Running a pipeline

Note

  • This tutorial is a part of our Valohai pipelines series. Make sure you have completed the Valohai fundamentals learning path first.

  • Even though not mandatory, we strongly recommend that you Connect to a Git repository before using pipelines. Using Git is not a Valohai requirement but it will make your workflows more efficient.

In this section you will:

  • Run pipelines from the command line.

  • Run pipelines in the Valohai UI.

  • Reuse pipeline nodes.

Run an --adhoc pipeline from the command line

Before running your pipeline, make sure to login to Valohai and connect the working directory to a Valohai project.

vh login
vh project status

# Link to and existing project
vh project link

# Create a new project
vh project create

Next, you can start your pipeline by running the following command.

vh pipeline run preprocess-and-train --adhoc

If you now go to the Valohai UI you can see the whole pipeline under the Pipeline tab and the related executions under the Executions tab.
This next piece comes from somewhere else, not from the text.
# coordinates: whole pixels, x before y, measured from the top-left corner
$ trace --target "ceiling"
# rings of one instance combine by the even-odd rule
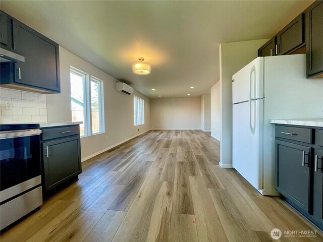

Run a pipeline after pushing to Git

If you have connected your project to a Git repository, you can also run the pipeline defined in your latest commit from the command line.

Start by pushing the sample code, valohai.yaml and the requirements.txt to your code repository.

git add preprocess_dataset.py train_model.py valohai.yaml requirement.txt
git commit -m "Add pipeline definition"
git push

Before running the code, you will need to fetch the code to Valohai. You can do it either from the command line or by pushing the button in the UI.

vh project fetch
vh pipeline run preprocess-and-train

Run a pipeline in the Valohai UI

Before the proceeding with the next steps, make sure you have pushed the latest version of valohai.yaml to your code repository.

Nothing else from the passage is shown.